Apparatus for Releasing a Flow Cross Section of a Gas Line

Abstract

An apparatus is described for the controlled release of a flow cross section of a gas line which is connected to a combustion chamber of a gas engine. The apparatus has a check valve and a flexible device. The flexible device is provided for absorbing a force occurring as a result of a thermal expansion of the check valve.

Description

BACKGROUND OF THE INVENTION

1. Field of the Invention

The present invention is directed to an apparatus for the controlled release of a flow cross section of a gas line which is connected to a combustion chamber of a gas engine. Further, the invention is also directed to a gas engine.

2. Description of the Related Art

Generally, a pressure-controlled check valve is installed in gas lines leading to a prechamber of a gas engine.
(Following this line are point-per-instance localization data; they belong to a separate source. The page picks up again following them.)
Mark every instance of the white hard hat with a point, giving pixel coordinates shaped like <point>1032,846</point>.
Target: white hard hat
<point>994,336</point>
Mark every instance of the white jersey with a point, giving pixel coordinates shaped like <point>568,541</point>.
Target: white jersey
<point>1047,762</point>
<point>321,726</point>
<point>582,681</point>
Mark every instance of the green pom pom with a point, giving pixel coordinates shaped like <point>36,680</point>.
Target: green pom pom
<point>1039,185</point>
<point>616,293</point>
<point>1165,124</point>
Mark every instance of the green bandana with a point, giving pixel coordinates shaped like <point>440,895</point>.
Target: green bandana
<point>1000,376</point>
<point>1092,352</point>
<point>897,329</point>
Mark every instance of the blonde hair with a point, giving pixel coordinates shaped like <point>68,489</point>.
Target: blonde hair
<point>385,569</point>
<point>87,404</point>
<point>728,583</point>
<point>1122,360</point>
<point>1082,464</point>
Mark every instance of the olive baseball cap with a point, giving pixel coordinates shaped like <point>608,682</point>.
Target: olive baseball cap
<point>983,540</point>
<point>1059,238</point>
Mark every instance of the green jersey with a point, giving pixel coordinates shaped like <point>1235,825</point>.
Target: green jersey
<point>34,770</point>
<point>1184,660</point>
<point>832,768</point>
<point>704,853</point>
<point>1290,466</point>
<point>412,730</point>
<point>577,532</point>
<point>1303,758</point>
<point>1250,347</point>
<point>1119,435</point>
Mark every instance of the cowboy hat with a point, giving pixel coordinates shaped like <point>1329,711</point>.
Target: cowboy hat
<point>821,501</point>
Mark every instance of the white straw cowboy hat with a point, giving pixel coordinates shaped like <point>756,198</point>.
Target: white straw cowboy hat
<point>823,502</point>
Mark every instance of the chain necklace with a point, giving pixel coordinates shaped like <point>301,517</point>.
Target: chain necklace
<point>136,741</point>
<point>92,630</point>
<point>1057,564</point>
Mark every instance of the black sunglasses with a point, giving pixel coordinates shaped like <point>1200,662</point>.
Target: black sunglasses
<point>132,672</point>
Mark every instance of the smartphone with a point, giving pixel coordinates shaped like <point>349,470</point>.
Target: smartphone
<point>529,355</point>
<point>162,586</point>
When the pressure on the side of the check valve remote of the prechamber is greater than the pressure on the side facing the prechamber—this pressure essentially corresponds to the pressure in the prechamber—a pressure force resulting from the pressure differential holds the check valve open, usually against spring force. The flow cross section of the gas line is accordingly released and gas is conveyed into the prechamber.

If the force acting on the check valve, namely the sum of the spring force and pressure force exerted by the pressure in the prechamber, increases beyond the pressure force exerted by the supplied gas, the check valve closes and fluid is prevented from flowing back into the gas line. This situation occurs during the compression cycle of the gas engine; the compression pressure occurring in the main combustion chamber continues into the prechamber, and the check valve is closed by the pressing force taking place, a return flow into the gas line is prevented.

In a gas engine with a prechamber, the ignition of the gas mixture is initiated in the prechamber of the respective cylinder, and the propagating flame front also ignites the gas mixture in the main combustion chamber of the cylinder.

A check valve making up part of an injection system is known, for example, from British Published Patent Application 2 172 652.

In practice, ball valves are often used as check valves, wherein a ball arranged inside a bore is displaced against the action of a spring by a pressure force. Ball valves are constructed in a relatively simple manner and are inexpensive to produce. However, ball valves have the disadvantage that extensive wear occurs on the surfaces inside the bore which are struck by the ball due to effects of force. A ball valve which is improved with respect to this disadvantage is known from United States Published Patent Application No. 2003/0127140. The ball of the ball valve described in the cited document is guided in the bore in such a way that there are fewer unwanted movements due to clearance inside the bore, and therefore the ball and the surfaces inside the bore wear less quickly.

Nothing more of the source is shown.